ChengjunWu / google-refine

Automatically exported from code.google.com/p/google-refine
Other
0 stars 0 forks source link

with large datasets, moving any column(2, 3, 4, etc.) to position #1 causes irrecoverable crash and burn(no undo, etc.) #562

Open GoogleCodeExporter opened 8 years ago

GoogleCodeExporter commented 8 years ago

What steps will reproduce the problem?
1. Large datasets
2. Move a column from position 2 or greater to position 1(to the right of the 
All column)
3. Data corrupts something serious, and is unrecoverable.

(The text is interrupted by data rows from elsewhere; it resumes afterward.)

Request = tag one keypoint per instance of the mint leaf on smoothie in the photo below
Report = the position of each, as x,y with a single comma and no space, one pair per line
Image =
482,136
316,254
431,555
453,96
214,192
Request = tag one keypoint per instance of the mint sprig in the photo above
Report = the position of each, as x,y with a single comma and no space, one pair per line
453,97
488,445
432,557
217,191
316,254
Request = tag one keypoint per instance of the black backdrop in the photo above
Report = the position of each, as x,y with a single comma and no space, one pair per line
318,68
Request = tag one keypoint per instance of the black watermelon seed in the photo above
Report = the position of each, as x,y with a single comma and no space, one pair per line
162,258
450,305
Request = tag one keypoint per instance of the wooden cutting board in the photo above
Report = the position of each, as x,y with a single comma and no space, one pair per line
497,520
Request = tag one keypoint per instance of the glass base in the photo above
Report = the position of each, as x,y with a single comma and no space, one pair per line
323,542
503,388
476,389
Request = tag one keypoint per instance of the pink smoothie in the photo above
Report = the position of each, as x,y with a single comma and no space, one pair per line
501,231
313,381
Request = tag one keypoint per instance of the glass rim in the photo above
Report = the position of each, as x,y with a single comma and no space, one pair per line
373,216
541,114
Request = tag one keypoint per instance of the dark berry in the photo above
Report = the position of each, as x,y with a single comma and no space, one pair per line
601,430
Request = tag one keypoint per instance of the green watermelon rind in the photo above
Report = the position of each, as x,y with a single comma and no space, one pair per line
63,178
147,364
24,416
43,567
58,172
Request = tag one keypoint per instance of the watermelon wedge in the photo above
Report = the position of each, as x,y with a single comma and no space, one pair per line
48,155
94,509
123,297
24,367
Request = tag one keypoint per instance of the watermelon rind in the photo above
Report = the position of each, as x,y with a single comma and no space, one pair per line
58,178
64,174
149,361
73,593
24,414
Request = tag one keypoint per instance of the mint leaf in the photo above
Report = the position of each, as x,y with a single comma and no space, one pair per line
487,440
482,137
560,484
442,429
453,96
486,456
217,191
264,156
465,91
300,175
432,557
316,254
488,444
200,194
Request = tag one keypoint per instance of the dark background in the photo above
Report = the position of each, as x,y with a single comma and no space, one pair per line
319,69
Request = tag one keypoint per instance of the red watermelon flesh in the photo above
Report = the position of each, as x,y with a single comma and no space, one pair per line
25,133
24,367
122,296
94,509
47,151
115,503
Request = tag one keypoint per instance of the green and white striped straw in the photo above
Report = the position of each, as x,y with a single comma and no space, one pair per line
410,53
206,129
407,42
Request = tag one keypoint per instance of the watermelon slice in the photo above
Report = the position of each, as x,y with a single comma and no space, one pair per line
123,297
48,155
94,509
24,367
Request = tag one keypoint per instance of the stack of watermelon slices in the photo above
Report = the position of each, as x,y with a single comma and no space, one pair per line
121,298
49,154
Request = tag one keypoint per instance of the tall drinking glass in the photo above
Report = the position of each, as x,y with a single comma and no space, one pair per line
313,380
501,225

What is the expected output? 
The expected output should be a simple move of a column from one position to 
another, which works for 'any' position except the first column position.

What do you see instead?
See attached images.  My record count went from 100,000 down to 14596, and only 
one column is displaying.  I cannot 'Undo' because it keeps producing the error 
seen in the attached screenshot.

What version of Google Refine are you using?
2.5 

What operating system and browser are you using?
OS X Chrome 17.0.x

Is this problem specific to the type of browser you're using or it happens
in all the browsers you tried?
Happens in any browser.  Tis a nasty bug.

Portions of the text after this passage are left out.